Kees van der Burg, van Infrastructuur en Waterstaat, werd aan het einde van ons gesprek in Den Haag spon- taan in een crisisoverleg van het ministerieel beraad geroepen. Ik liep terug naar mijn auto en zag: hier is iets gaande. Iedereen was in opperste staat van paraatheid.’

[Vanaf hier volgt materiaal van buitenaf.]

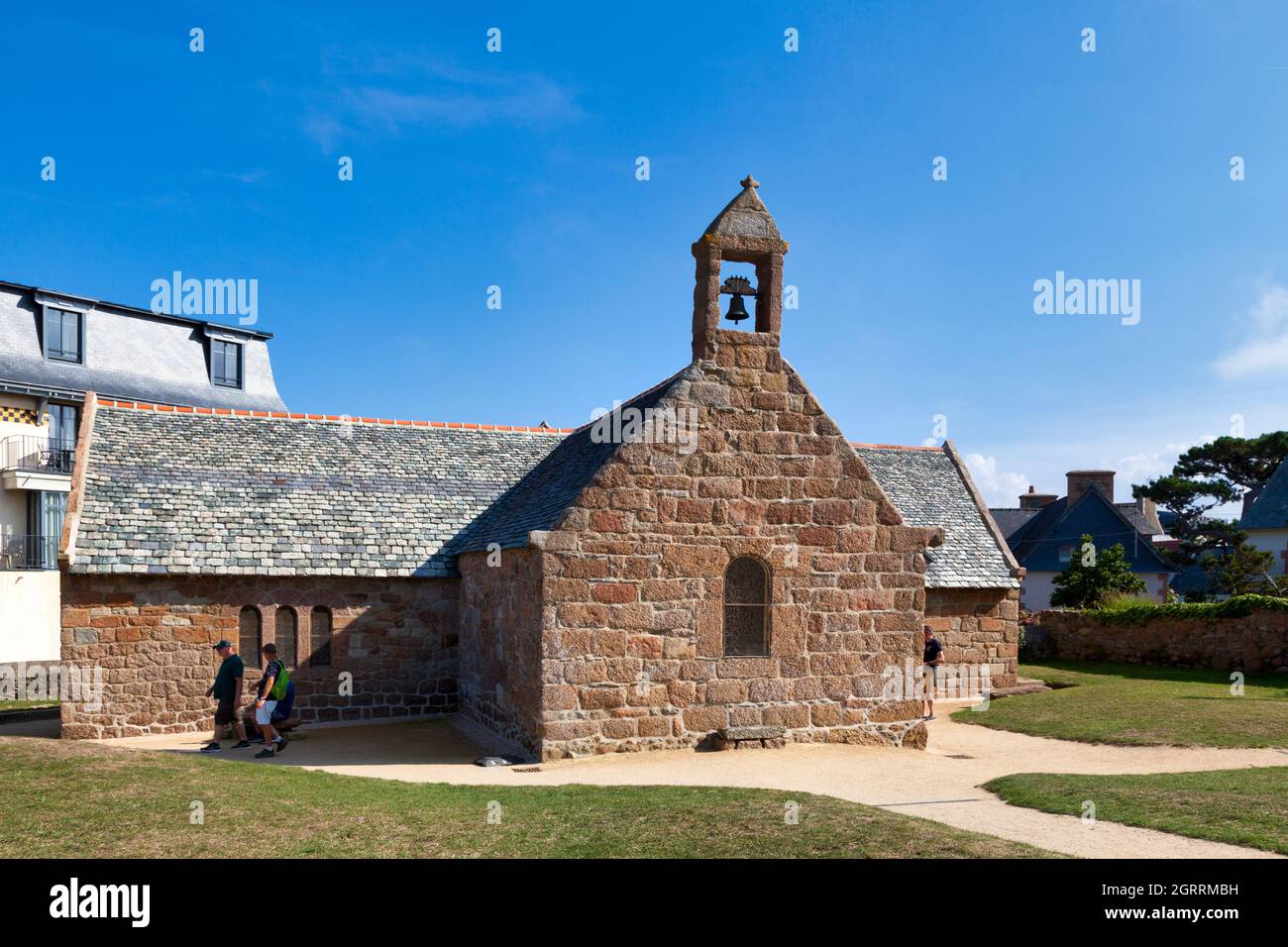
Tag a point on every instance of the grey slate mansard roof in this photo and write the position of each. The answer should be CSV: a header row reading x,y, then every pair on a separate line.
x,y
130,354
1270,509
167,492
931,487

Wat is uw taak in een crisis als deze?
‘Als voorzitter van Veiligheidsregio IJsselland ben ik de schakel tussen collega-burgemeesters en vertegenwoordig ik de regio IJsselland in het land. Al vrij snel werd ik ontboden op het ministerie voor spoedoverleg met alle vijfentwintig veiligheidsregio-voorzitters. Bruno Bruins zat er, Ferd Grapperhaus, Mark Rutte zelf. Het crisisoverleg kwam snel op gang, heel natuurlijk. Iedereen deed wat hij of zij meende te moeten doen. In een soort vloeiende beweging belandden we in GRIP 4.’
Wat nam u zichzelf voor?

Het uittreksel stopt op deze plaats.